Originally posted on Joyfully Reviewed: http://joyfullyreviewed.com/reviews/Feb09/minx.MB.html
Lancaster Hall, home to the exacting Earl of Hacclesfield, is turned upside down with the arrival of Miss Amy Pringle. Though the earl selected Amy himself to become affianced to his eldest son, Ralph, Lord Fitzroy, the day she arrives it is clear that she is in no way appropriate to become Lady Fitzroy. She’s brazen, opinionated, and utterly shameless – a minx through and through. But the earl has a plan. He’ll punish, humiliate, and do anything else required to bend Amy to his will. Too bad for him that Amy has no intention of becoming the lady the earl desires her to be. She has, however, set her sights on Ralph, who is determined to ignore her. This is just the kind of challenge a minx like Amy needs. The battle of wills has begun.
Minx starts out with the promise of being interesting. A fiery heroine is determined not to bend to a pompous, dictatorial earl’s will. Yet Megan Blythe never seems to capitalize on the possibilities of her own story, which left me disappointed. Amy, whom I wanted to like, never rose above the level of one-dimensionality. Ralph, the object of Amy’s desire (inexplicably so until the very end of the story), never comes to life. The earl, so determined to break the intrepid heroine, is never fleshed out enough to rise to the level of villain, so he quickly becomes tiresome and repetitive.
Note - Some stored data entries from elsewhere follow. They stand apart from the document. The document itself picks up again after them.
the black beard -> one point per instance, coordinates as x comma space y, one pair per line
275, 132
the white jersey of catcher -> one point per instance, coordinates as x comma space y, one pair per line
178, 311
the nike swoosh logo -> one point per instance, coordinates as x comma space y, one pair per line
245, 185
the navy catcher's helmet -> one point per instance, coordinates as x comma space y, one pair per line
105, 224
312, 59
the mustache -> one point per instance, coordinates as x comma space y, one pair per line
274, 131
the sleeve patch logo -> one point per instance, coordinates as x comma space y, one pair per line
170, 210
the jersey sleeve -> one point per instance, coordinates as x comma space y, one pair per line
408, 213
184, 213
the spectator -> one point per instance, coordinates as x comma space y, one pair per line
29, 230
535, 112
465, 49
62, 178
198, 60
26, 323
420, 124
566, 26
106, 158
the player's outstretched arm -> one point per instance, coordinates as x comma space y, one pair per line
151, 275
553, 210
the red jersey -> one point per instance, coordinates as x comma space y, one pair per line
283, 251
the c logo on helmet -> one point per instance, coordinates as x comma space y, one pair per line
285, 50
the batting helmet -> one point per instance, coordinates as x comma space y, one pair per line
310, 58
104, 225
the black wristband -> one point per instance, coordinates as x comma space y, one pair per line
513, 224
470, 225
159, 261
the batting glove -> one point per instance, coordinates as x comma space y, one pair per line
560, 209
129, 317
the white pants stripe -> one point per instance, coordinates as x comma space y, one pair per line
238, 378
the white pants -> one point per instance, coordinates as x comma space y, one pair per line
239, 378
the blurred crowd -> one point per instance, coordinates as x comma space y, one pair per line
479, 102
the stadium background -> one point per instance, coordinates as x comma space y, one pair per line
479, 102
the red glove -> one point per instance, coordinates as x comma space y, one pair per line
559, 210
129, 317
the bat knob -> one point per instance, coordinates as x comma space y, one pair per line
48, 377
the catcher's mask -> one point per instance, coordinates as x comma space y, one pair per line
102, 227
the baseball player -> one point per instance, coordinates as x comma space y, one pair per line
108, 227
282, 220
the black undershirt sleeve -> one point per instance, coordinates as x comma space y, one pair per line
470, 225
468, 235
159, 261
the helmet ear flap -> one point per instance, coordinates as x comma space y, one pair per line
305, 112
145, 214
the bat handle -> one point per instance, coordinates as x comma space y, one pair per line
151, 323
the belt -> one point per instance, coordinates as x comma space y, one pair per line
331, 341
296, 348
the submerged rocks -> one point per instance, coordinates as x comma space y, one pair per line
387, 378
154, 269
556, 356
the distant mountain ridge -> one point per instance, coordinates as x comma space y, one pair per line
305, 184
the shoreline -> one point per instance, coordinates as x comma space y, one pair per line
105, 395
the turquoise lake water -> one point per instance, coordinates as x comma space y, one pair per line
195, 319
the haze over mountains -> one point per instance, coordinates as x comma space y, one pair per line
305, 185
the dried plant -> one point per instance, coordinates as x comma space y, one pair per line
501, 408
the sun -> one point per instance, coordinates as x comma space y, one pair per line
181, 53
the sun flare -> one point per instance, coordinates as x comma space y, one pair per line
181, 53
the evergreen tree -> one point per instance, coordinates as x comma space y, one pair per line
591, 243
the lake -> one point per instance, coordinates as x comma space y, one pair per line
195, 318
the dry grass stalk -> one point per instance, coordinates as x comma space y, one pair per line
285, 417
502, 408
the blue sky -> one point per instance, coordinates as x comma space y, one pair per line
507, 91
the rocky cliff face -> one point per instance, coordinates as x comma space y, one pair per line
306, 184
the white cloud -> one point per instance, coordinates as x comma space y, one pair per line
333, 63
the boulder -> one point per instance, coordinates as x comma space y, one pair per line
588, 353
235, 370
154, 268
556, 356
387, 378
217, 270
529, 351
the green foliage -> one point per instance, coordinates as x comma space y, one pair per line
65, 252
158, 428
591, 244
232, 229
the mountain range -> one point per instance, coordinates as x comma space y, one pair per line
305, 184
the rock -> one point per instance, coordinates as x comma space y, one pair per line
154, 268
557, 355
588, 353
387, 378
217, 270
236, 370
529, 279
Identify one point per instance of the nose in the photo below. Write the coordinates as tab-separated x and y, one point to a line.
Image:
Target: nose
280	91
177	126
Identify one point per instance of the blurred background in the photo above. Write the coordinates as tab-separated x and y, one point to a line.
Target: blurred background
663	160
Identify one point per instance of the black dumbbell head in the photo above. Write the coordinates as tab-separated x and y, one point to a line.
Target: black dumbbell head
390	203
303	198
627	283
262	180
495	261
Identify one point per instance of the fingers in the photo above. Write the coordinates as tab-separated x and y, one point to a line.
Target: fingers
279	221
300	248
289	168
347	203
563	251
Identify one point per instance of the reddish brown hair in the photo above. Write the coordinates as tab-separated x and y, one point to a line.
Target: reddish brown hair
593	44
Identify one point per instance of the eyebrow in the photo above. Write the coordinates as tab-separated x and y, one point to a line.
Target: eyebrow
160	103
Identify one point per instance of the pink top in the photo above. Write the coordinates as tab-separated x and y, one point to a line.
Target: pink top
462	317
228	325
Minx wanders from one sexual encounter to the next, taking extensive journeys to the land of backstory that overtakes the current storyline and delving far too much into the sexual history of minor characters. The result was a mishmash of erotic scenes that are perhaps not quite as titillating as the author intended them to be. The plot suffers for this and I yearned for the story to have more direction. Sadly, Ms. Blythe never managed to engage my attention, nor did she make me care what happened to any of her characters. This was a pity, for Ms. Blythe has a lovely writing style which made me desperately want to like some part of the story. To me, Minx is an example of missed opportunity. The characters and storyline never live up to the author’s beautiful prose.